Comme s'il avait attendu pour disparaître que nos amis aient enfin mis pied sur la terre natale, le disque solaire jetant dans l'azur ses derniers rayons se cache brusquement. Le tramway les apporte à Lille. À la gare, ils apprennent qu'une zone interdite les sépare encore de Paris et qu'ils ont encore une frontière à franchir. Ils se concertent. 3 soldats allemands entrent et demandent aux voyageurs les pièces d'identité. Que faire ? Pas de papiers ! Ils vont être repris ! Non, ils passent sur le quai et se faufilent à travers les trottoirs.

À 8 h du matin, ils arrivent à Lamothe Beuvrière à 10 kilomètres d'Amiens, petit village entre zone interdite et zone occupée. Le chef de gare à qui ils se sont ouverts de leurs projets les adresse au propriétaire de l'unique café du village. Le coin est particulièrement surveillé. Deux Polonais y furent abattus la nuit dernière. Le passeur se fait fort de les amener de l'autre côté à condition de verser 400 francs. Louis, Claude et Jean sont surpris. Ils ont connu des aides teutonnes, des amitiés hollandaises, des secours belges et voici que leurs frères français se refusent à les aider, si ce n'est moyennant finances. Ils n'ont besoin de personne. Ils passeront seuls. Louis propose "d'arranger" la sentinelle. Cela n'est pas de sa faute, il n'aime pas les Chleus. "3 hommes en valent bien un" dit-il !

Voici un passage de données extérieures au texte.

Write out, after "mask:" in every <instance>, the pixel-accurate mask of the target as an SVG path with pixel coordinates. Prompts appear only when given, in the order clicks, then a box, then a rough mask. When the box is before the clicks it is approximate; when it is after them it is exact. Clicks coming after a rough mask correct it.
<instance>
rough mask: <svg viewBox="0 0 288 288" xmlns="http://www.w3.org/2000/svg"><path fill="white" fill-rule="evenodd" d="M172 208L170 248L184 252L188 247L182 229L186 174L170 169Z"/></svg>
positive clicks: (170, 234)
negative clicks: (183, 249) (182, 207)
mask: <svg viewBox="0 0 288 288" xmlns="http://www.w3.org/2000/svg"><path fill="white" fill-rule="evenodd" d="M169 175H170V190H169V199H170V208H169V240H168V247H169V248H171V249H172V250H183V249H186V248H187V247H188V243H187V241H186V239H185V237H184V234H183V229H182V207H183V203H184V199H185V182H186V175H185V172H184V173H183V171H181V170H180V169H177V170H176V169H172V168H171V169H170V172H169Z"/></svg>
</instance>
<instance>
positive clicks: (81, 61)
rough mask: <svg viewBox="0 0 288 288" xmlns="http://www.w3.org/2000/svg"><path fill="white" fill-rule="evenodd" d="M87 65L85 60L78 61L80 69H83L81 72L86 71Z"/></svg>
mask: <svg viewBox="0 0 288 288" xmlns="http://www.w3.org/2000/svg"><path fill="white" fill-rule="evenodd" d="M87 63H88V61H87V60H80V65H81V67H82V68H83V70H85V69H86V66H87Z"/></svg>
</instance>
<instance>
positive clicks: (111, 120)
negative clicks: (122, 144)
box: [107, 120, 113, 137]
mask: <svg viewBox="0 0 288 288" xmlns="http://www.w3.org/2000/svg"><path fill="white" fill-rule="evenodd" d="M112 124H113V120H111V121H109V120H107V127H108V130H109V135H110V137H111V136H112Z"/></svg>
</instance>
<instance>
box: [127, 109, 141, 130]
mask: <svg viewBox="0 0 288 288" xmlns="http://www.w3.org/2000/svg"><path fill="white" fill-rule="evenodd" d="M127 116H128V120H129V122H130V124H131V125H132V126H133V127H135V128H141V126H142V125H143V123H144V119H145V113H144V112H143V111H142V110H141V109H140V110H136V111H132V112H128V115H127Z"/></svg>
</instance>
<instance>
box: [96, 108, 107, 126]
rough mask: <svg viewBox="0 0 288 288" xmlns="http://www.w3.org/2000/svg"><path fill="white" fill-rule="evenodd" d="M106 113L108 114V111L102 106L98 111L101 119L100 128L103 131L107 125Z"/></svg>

Devant un tronc d'arbre qui barre partiellement la route, le factionnaire se promène. À l'approche des trois français, il croise son fusil et fait quelques pas dans leur direction.
Prévenant le geste de Louis, Jean a devancé ses amis et il baragouine une histoire invraisemblable qui paraît fort plausible au soldat. Ils sont ouvriers français qui travaillent à la "Flakp" d'un camp d'aviation d'Amiens. Ils se sont trompés de station et l'ingénieur qui les accompagne est en première classe dans le train qu'ils viennent de quitter. Ce cas spécial ne figurant pas dans les consignes de la sentinelle, il ne cherche pas à comprendre les papiers qu'on lui montre et il fait signe de passer, mais "halt fressen" s'écrie-t-il !
- Pas de danger, mon vieux ! Les Français savent "fermer leur gueule" comme tu le dis si bien.
Nos amis couchent le soir à Paris. Le reste fut pour eux un jeu d'enfant et ils refusèrent encore les services de ce passeur de Dax qui leur demandait 6 000 francs pour passer la ligne de démarcation.

Ils ont lutté, ils ont vaincu.
Ils sont libres !
La vie reprend pour eux mais toujours ils seront "contre le boche".